Patel S S, Duby A D, Thiele D L, Lipsky P E
Harold C. Simmons Arthritis Research Center, Southwestern Medical School, Dallas 75235.
J Immunol. 1988 Dec 1;141(11):3726-36.
The capacity of human peripheral blood-derived T cell clones to carry out a variety of functions was examined. T cell clones were generated by stimulating individual peripheral blood T cells with PHA by a procedure that yielded a growing clone from a mean of greater than 92% of the cultured cells. A total of 65 T cell clones (44 CD4+ and 21 CD8+) generated from two individual donors were examined for their functional capabilities. All T cell clones examined secreted IL-2, IFN-gamma, and lymphotoxin/tumor necrosis factor like activity when stimulated with immobilized mAb to the CD3 complex (64.1). When 54 additional T cell clones from a third donor were analyzed, all were found to produce IL-2. Upon activation with immobilized 64.1, all CD4+ clones and 91% of the CD8+ clones induced the generation of Ig-secreting cells from purified B cells. The CD8+ clones that did not serve as Th cells alone were able to augment the capacity of fresh CD4+ cells to generate Ig-secreting cells. Each of these clones was also found to effect MHC-unrestricted cytotoxicity upon activation with immobilized 64.1. The CD8+ clones were somewhat more effective killers than CD4+ clones, although there was considerable overlap. A total of 18 clones was analyzed for TCR beta-chain gene rearrangement. Of the clones exhibiting rearrangements of the beta-chain gene, 94% were found to have a single rearrangement pattern. Finally, the detailed phenotype of 15 (11 CD4+ and 4 CD8+) of these clones was examined. Variable numbers of cells of each of the clones expressed Ag identified by mAb 4B4 (CD29), Leu 8, Leu 15 (CD11b), and NKH1. Moreover, cells of 6 of 11 CD4+ clones and 4 of 4 CD8+ clones also expressed CD45R in addition to CD29; expression of CD45R and CD29 varied with the activation status of the clone. The current data demonstrate that nearly all of the T cell clones were able to accomplish each of the functions examined regardless of the surface phenotype. Inasmuch as the clones were generated using a technique that expanded more than 92% of the circulating T cells, the data imply that the progeny of the vast majority of T cells may have the inherent capacity to exert a wide array of functional activities.
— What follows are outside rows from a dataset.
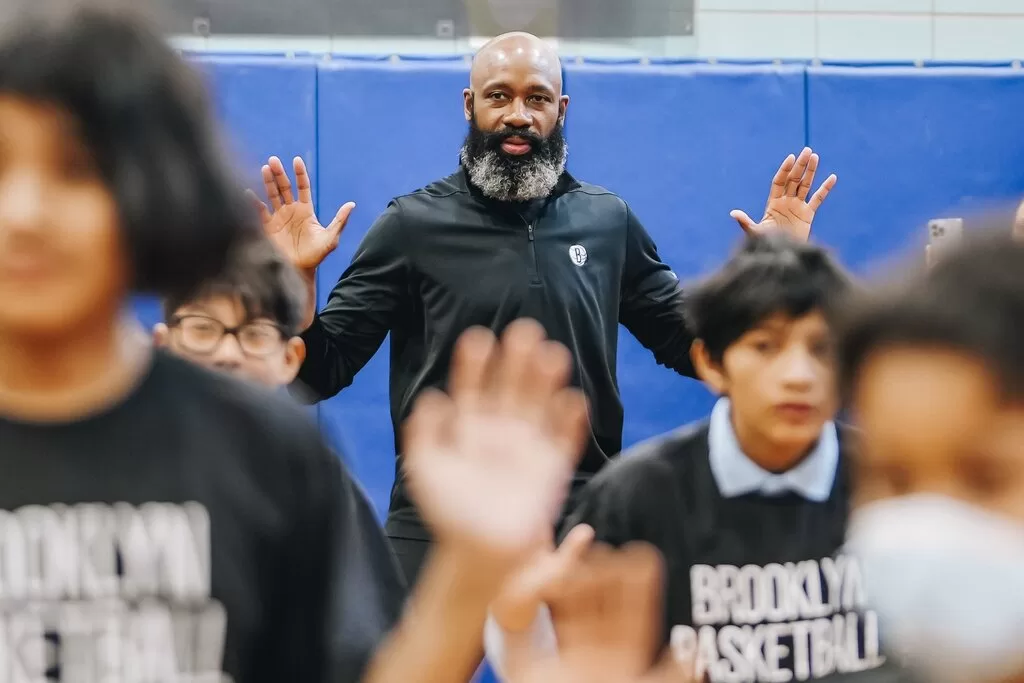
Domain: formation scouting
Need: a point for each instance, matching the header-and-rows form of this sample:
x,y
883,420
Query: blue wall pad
x,y
683,144
266,107
910,144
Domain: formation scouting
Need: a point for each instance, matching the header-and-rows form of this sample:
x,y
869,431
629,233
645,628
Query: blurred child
x,y
750,507
934,372
244,322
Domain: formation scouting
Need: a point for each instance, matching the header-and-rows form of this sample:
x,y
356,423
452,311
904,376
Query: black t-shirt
x,y
199,526
755,583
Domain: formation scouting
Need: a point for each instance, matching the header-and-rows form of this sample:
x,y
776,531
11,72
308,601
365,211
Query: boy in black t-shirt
x,y
245,323
750,507
933,369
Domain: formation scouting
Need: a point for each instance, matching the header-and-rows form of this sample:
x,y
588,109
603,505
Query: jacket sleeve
x,y
359,312
651,301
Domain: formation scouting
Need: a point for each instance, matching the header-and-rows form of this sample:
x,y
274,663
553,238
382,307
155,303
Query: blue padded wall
x,y
266,107
910,144
683,144
385,129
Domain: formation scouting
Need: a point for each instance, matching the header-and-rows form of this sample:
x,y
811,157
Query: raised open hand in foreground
x,y
489,463
607,616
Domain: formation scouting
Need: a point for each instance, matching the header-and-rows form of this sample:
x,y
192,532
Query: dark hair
x,y
768,274
262,281
971,301
143,115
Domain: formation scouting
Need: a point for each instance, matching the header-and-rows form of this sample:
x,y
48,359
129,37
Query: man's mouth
x,y
516,145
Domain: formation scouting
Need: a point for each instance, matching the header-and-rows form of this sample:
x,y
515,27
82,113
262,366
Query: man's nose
x,y
518,117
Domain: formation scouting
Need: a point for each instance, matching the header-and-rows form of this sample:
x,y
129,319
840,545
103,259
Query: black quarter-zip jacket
x,y
444,258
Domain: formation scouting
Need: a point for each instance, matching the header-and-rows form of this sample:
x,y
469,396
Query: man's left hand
x,y
788,209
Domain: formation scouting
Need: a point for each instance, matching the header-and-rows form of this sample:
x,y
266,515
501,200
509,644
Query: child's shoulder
x,y
665,456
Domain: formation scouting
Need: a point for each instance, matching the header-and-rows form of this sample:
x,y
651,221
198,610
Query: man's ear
x,y
161,335
295,354
710,372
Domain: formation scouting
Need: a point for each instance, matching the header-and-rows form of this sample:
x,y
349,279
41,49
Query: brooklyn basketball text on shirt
x,y
98,593
778,623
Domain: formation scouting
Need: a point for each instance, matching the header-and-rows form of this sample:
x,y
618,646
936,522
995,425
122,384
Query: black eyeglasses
x,y
202,335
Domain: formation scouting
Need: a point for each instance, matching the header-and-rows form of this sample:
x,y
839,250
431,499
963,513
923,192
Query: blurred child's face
x,y
215,333
933,423
62,263
779,380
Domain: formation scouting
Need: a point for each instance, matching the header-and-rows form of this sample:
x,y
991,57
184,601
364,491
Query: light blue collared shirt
x,y
736,474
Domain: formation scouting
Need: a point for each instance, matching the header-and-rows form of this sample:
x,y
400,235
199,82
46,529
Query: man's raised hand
x,y
291,223
489,463
788,208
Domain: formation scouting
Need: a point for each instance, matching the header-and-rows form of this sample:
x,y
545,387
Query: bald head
x,y
514,150
520,51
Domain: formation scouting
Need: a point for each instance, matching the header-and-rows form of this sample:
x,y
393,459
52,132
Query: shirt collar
x,y
736,474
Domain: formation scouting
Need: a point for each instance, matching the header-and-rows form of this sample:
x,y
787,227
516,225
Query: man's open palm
x,y
291,224
489,463
788,208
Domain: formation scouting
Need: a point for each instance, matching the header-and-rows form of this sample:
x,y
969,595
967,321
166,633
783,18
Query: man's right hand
x,y
291,224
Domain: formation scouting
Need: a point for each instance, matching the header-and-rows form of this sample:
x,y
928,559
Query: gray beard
x,y
532,180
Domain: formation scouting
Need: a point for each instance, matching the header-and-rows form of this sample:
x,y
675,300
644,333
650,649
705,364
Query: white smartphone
x,y
944,233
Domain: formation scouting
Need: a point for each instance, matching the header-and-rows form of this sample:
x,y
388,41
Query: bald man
x,y
509,235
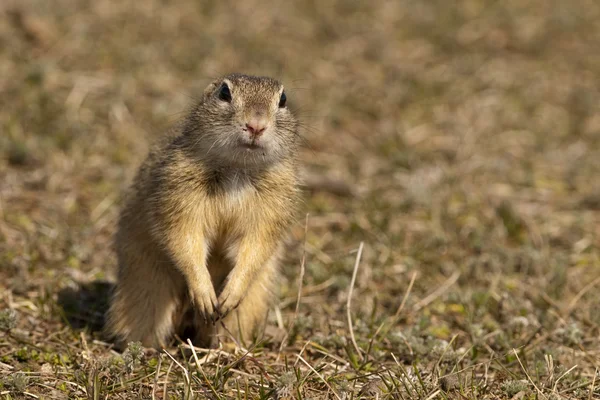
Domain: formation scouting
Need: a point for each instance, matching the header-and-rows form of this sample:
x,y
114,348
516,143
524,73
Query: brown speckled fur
x,y
201,231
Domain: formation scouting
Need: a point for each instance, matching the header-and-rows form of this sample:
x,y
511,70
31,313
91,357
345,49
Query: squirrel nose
x,y
256,127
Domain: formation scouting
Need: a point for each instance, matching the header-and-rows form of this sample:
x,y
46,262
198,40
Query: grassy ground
x,y
458,140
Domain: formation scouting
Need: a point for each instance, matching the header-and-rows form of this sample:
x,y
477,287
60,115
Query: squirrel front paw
x,y
204,300
229,299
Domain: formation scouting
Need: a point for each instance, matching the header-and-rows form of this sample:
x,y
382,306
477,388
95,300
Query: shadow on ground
x,y
84,307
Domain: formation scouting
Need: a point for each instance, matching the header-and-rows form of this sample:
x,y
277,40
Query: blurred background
x,y
459,140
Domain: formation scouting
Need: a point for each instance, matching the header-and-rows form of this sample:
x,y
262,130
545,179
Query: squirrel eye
x,y
282,100
224,93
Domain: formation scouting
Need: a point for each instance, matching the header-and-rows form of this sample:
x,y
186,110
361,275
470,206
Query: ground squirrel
x,y
200,234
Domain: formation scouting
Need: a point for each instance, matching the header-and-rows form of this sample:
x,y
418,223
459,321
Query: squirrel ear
x,y
210,89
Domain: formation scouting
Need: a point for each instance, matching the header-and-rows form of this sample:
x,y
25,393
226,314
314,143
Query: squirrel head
x,y
243,121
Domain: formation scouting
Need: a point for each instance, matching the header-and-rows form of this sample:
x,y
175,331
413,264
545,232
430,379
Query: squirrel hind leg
x,y
144,306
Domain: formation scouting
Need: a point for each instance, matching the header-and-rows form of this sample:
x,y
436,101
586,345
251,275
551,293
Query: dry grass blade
x,y
349,301
438,292
527,375
319,375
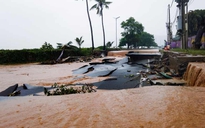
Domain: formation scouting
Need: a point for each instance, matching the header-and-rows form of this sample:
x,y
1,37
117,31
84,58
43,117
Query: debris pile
x,y
66,89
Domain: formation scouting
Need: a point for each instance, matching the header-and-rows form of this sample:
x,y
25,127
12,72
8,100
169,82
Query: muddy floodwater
x,y
145,107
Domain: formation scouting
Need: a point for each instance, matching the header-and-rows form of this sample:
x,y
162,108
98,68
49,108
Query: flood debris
x,y
68,89
9,91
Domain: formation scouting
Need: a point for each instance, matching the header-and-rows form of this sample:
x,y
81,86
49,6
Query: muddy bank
x,y
143,107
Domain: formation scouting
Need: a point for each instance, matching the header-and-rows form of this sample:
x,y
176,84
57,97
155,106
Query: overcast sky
x,y
28,24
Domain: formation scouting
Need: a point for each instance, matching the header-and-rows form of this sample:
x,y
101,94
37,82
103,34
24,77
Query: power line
x,y
172,3
177,11
191,2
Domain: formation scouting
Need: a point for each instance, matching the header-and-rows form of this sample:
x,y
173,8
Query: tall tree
x,y
132,32
79,41
46,46
63,47
147,39
99,6
109,44
91,28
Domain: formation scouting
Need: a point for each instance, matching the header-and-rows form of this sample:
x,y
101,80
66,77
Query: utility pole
x,y
184,29
169,27
116,28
对源自人外周血的T细胞克隆执行多种功能的能力进行了检测。通过用PHA刺激单个外周血T细胞,采用一种从超过92%的培养细胞中产生生长克隆的方法来生成T细胞克隆。对来自两名个体供体的总共65个T细胞克隆(44个CD4 +和21个CD8 +)的功能能力进行了检测。当用针对CD3复合物的固定化单克隆抗体(64.1)刺激时,所有检测的T细胞克隆均分泌白细胞介素-2、γ-干扰素以及类淋巴毒素/肿瘤坏死因子活性。当对来自第三名供体的另外54个T细胞克隆进行分析时,发现所有克隆均产生白细胞介素-2。在用固定化的64.1激活后,所有CD4 +克隆以及91%的CD8 +克隆诱导纯化的B细胞产生分泌免疫球蛋白的细胞。单独不作为辅助性T细胞的CD8 +克隆能够增强新鲜CD4 +细胞产生分泌免疫球蛋白细胞的能力。还发现这些克隆中的每一个在用固定化的64.1激活后均具有MHC非限制性细胞毒性作用。CD8 +克隆作为杀伤细胞比CD4 +克隆稍有效,尽管存在相当大的重叠。对总共18个克隆进行了TCRβ链基因重排分析。在表现出β链基因重排的克隆中,94%被发现具有单一重排模式。最后,检测了其中15个克隆(11个CD4 +和4个CD8 +)的详细表型。每个克隆中不同数量的细胞表达由单克隆抗体4B4(CD29)、Leu 8、Leu 15(CD11b)和NKH1鉴定的抗原。此外,11个CD4 +克隆中的6个克隆以及4个CD8 +克隆中的4个克隆的细胞除了表达CD29外还表达CD45R;CD45R和CD29的表达随克隆的激活状态而变化。当前数据表明,几乎所有T细胞克隆无论表面表型如何都能够完成所检测的每种功能。由于这些克隆是使用一种使超过92%的循环T细胞扩增的技术产生的,数据表明绝大多数T细胞后代可能具有发挥广泛功能活性的内在能力。